You seem to think of color as something special. I don't. It's just another way to make text fancy, instead of plain. Cmd-0 is intended to make text plain.

> Question:  How will users keep the same custom-color when all they want to do is remove an underline?  

Just like you do it in all other text editors: toggle underlining on and off: hit "Cmd _" twice.

> This use-case is now very difficult for the user if not impossible.

Huh?

> >> It's already so easy to switch text color to black:   Command+6 + Enter.
> >
> > Sure, but I don't normally want to set the text to black. I want to make it plain.
> 
> Ok, how about adding "default color" to the Alt+6 menu then?  Or, how about an alternate key-sequence for "Normalize + Decolorize"?  Shift+Command+0 is available!  This would be perfect compromise.

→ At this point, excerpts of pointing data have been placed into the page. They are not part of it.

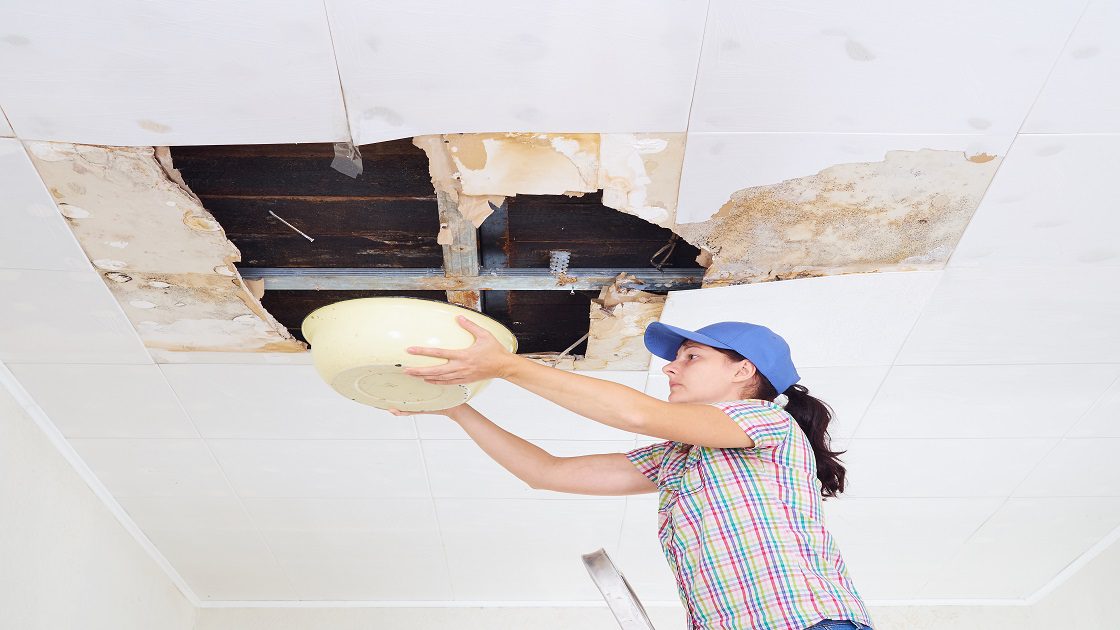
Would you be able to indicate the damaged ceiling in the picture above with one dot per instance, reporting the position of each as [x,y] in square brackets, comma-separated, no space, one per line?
[908,213]
[174,232]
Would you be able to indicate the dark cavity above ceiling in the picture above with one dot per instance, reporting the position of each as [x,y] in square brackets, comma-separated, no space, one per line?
[388,218]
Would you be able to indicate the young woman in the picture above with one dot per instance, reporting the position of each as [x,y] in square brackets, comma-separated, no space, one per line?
[740,474]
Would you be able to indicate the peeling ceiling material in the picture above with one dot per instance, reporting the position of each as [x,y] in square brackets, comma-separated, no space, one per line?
[904,213]
[637,173]
[164,257]
[389,219]
[617,334]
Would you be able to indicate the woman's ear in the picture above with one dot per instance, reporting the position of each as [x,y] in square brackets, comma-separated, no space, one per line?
[745,372]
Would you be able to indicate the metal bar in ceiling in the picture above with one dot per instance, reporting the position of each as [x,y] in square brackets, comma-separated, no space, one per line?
[487,279]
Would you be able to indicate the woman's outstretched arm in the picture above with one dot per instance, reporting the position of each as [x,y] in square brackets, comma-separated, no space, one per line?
[603,401]
[609,474]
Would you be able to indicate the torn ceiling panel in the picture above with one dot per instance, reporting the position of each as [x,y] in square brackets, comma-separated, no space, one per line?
[637,173]
[904,213]
[165,258]
[617,332]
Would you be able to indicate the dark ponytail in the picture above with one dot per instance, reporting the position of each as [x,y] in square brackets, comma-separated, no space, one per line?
[813,416]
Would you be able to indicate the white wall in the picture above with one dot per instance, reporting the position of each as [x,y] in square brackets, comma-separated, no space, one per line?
[65,561]
[1084,602]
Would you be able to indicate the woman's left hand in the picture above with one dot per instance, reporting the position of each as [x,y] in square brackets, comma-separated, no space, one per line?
[485,359]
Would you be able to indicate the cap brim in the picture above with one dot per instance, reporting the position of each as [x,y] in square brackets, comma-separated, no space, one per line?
[663,340]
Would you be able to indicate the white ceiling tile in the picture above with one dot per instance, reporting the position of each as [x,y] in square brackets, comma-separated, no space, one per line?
[893,546]
[154,468]
[525,549]
[277,401]
[323,468]
[356,549]
[1024,546]
[640,556]
[105,400]
[1082,94]
[867,315]
[718,164]
[214,546]
[1103,418]
[983,400]
[442,66]
[1038,315]
[64,317]
[1052,203]
[847,390]
[35,234]
[940,468]
[5,128]
[1076,468]
[173,73]
[871,67]
[530,416]
[458,469]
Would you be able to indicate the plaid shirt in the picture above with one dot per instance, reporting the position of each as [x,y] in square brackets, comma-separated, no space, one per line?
[743,528]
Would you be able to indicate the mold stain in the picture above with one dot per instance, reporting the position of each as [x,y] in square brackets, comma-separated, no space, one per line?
[180,289]
[904,213]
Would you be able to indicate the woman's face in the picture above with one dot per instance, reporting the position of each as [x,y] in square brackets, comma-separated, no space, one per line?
[701,373]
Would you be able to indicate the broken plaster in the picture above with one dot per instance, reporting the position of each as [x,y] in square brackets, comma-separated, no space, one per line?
[906,212]
[164,257]
[638,173]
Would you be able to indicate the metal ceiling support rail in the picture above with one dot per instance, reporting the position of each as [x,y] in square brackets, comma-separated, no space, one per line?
[487,279]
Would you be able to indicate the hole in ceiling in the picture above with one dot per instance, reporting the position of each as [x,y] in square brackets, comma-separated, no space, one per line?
[285,207]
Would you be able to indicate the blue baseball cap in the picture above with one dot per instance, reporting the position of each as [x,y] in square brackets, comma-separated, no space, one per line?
[759,344]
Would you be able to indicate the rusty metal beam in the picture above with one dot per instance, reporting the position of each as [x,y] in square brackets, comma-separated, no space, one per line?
[487,279]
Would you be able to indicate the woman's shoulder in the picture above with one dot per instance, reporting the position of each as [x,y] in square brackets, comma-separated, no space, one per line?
[750,404]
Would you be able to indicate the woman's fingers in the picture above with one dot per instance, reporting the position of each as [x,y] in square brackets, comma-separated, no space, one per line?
[437,352]
[437,371]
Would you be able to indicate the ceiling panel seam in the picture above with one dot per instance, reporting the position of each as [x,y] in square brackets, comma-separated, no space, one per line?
[64,447]
[229,483]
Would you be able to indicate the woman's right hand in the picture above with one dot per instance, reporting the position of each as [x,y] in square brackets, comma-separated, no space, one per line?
[450,413]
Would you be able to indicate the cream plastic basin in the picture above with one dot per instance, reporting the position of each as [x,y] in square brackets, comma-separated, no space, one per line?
[358,348]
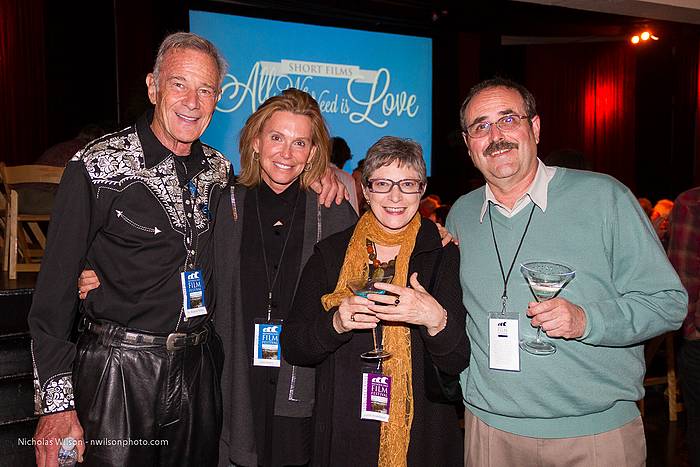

No. A more special operation should have a more complicated shortcut. "Remove all embellishments" is more general than "remove all embellishments but preserve colorization", so if you really need that special mode, that could be your new shortcut. 

> >> Isn't that easy enough without making it impossible for folks writing
> >> documents in Squeak that contain colored text?
> >
> > Don't use Cmd-0 if you want to use text containing different colors. It's *supposed* to make the whole selection look uniform.
> 
> But what do I use now if want to maintain different colors but just want to remove emphasis?  To do that before, it was the same consistent gesture-sequence as anything else.  Command+0, Command+6, Enter.  Done.  Now that's broken, especially for custom-colors.

But then you would need many more command sequences:

a) remove all text attributes except color
b) remove all text attributes except underlines/strikethrough
c) remove all text attributes except bold/italic
... etc ...

This is obviously ridiculous. I just don't see why you think text color is so special that it needs to be treated completely differently than all the other text attributes.

> > For a differently-colored background plain text should be displayed in color possibly different from black, I agree. But that color should *not* be encoded in the text itself, it should be a property of its display container, the one providing the background color.
> 
> I'm on-board with having a "nil" color as a text that causes it to render in whatever it's container says it should and having a gesture to set it such.  Glad we agree about that.
> 
> Would you please compromise with me -- it seems the shift key is used as an "enhanced" version of several hot-key functions throughout the system, and so Shift+Command+0 to inject the decolorization and leaving original Command+0 to remain consistent with [7] thru [=] to only remove emphasis, seems ideal, what do you think?

As I tried to explained above the only consistent way is for CMD-0 to remove all these text attribute. You're welcome to add "remove-all-but-color" as a special operation. I have *never* needed that, but I always was annoyed when I wanted to remove style, e.g. because a class comment was saved as all-red. 

Seriously, I don't even understand how you could think this is controversial. Removing all text attributes *obviously* should remove text colors.